MotoGP: road reflections

Originally posted to Shawn Hargreaves Blog on MSDN, Friday, April 17, 2009

My final task on the quest for wet weather was figuring out what to do with the road surface. When roads get wet, they become reflective. It was particularly important to reflect the bikes, because we disabled shadows during wet races. Without either shadows or reflections, there would be nothing to tie the bikes to the ground, which can create a disturbing illusion where things appear to be floating in the air. But we also wanted to reflect the sky and surrounding scenery such as trees, buildings, and bridges.

Reflections are easy to implement. Mirror your geometry through the ground plane, then draw everything a second time, upside down.

Hang on a moment...

"Draw everything a second time"?  You're kidding, right?  :-) 

No way could I afford to draw the environment twice, even using simplified lower detail models. I had enough GPU juice to reflect the bikes and riders, but not enough for other scenery.

I was on the verge of giving up when I took a final look through our wet road reference photos, and had a crazy idea. I saw a tree, plus an upside down reflection of that same tree. If I had to recreate this in Photoshop, I'd just duplicate the tree image onto a second layer, then vertically flip it.

Surely not... That's way too simple and fundamentally mathematically wrong to have any chance of working in a 3D game...

I tested my theory in Photoshop by taking a photo of a sunny race, selecting the trees and buildings, and mirroring them onto a second layer.

Wow, that works surprisingly well! Not perfect, but promising. Let's see if I can cover up the flaws well enough to make this technique usable in practice...

Creating reflections by mirroring in 2D is only correct if the perspective vanishing point is the same as the ground plane:

  1. The ground must be flat
  2. The camera must be sitting on the ground
  3. The camera must be facing parallel to the ground

These things were not true in MotoGP, but they were close to being true:

  1. The ground was roughly flat, at least most of the time
  2. Cameras were rarely more than head height above the ground
  3. Cameras tended to face roughly forward

For the rare cases where this approximation went badly wrong, I wrote code to detect and fix the situation:

  1. If you were anywhere near a hill, I faded out the reflections (I told myself this was a feature, not a bug, because water flows downhill, so hills would naturally be less wet and therefore less shiny :-)
  2. If the camera was too high above the ground, I faded out the reflections
  3. If the camera was not parallel to the ground, I faded out the reflections (again not a bug! one could argue this was a crude approximation of Fresnel reflection)

Yee haw! Things are starting to look pretty darn good. But still not good enough...

Reflections of distant objects looked great, but the closer something was to the road surface, the more obvious the errors became.
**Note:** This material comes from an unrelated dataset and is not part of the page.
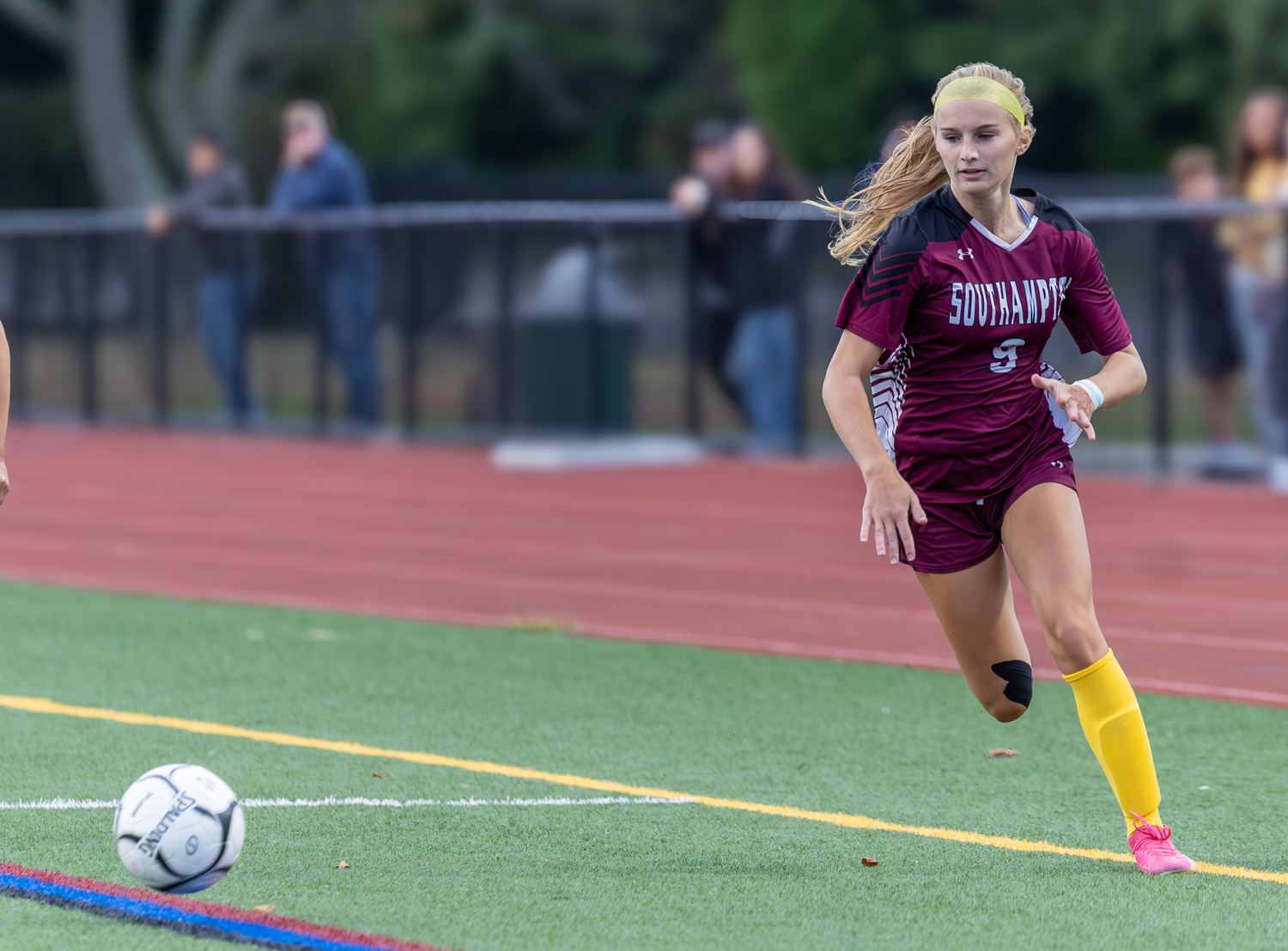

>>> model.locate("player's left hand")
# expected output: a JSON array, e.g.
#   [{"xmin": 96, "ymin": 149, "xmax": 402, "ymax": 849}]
[{"xmin": 1030, "ymin": 373, "xmax": 1097, "ymax": 441}]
If an object was touching the road, it would look terrible if its reflection was even slightly wrong (for instance if the reflection of a bike wheel did not exactly join up with the original wheel).
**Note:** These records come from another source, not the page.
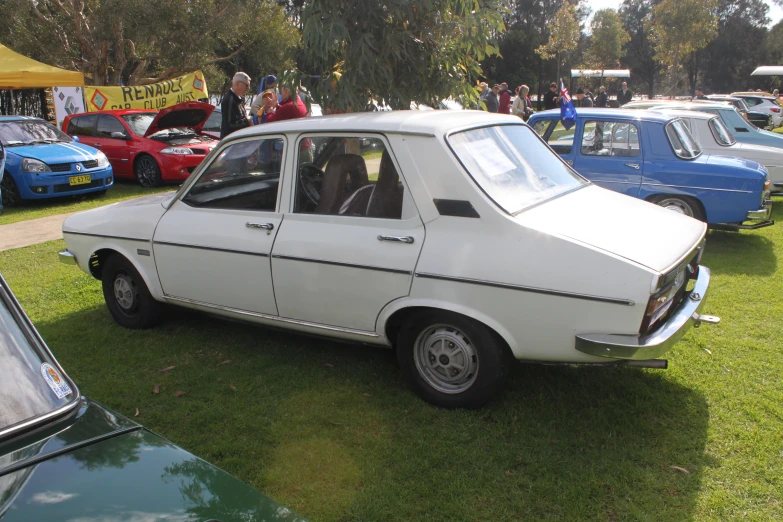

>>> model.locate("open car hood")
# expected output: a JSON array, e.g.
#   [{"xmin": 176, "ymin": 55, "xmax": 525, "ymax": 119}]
[{"xmin": 144, "ymin": 102, "xmax": 215, "ymax": 138}]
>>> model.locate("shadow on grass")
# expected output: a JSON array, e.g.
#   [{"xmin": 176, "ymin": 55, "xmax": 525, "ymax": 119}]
[
  {"xmin": 39, "ymin": 307, "xmax": 713, "ymax": 521},
  {"xmin": 702, "ymin": 229, "xmax": 779, "ymax": 276}
]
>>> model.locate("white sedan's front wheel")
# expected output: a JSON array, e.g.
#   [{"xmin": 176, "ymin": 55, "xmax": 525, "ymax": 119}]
[{"xmin": 397, "ymin": 311, "xmax": 513, "ymax": 408}]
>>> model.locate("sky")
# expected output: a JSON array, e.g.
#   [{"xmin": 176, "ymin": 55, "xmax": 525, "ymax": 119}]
[{"xmin": 587, "ymin": 0, "xmax": 783, "ymax": 27}]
Solution? Draw proper upside down bike reflections, to make sure they are in exactly the right place. Use the 2D vertical flip approximation for distant trees and buildings. Ask the artists to mark any pieces of scenery that are too close for this approximation to look good, and just leave those objects out of the reflection. For instance these trees are reflected in the road, but the blue and white crash barrier is not:

 image

Final algorithm:

By stubbornly ignoring the fact that this technique was fundamentally bogus and incorrect, we achieved detailed reflections of sky and scenery, without having to sacrifice framerate and render everything twice:

image

Final problem: it looked too smooth and glassy, more like a mirror than a racetrack. So the artists drew a mottled pattern in the alpha channel of the road texture, and I changed the pixel shader to make this alpha data vary the amount of reflection for each pixel. This created the illusion of puddles, rivulets, etc, so the entire road surface was no longer equally shiny. By varying the alpha pattern, we could add variety and make the reflections look different from one track to another.

And that's all I have to say about wet weather effects. Putting it all together, here is the combined result of fog, spray+wakes, raindrops, and reflections:

image

Of course, technology has moved on since 2002. I highly recommend this paper by Natalya Tatarchuk, which applies 2006 era hardware to a similar set of problems.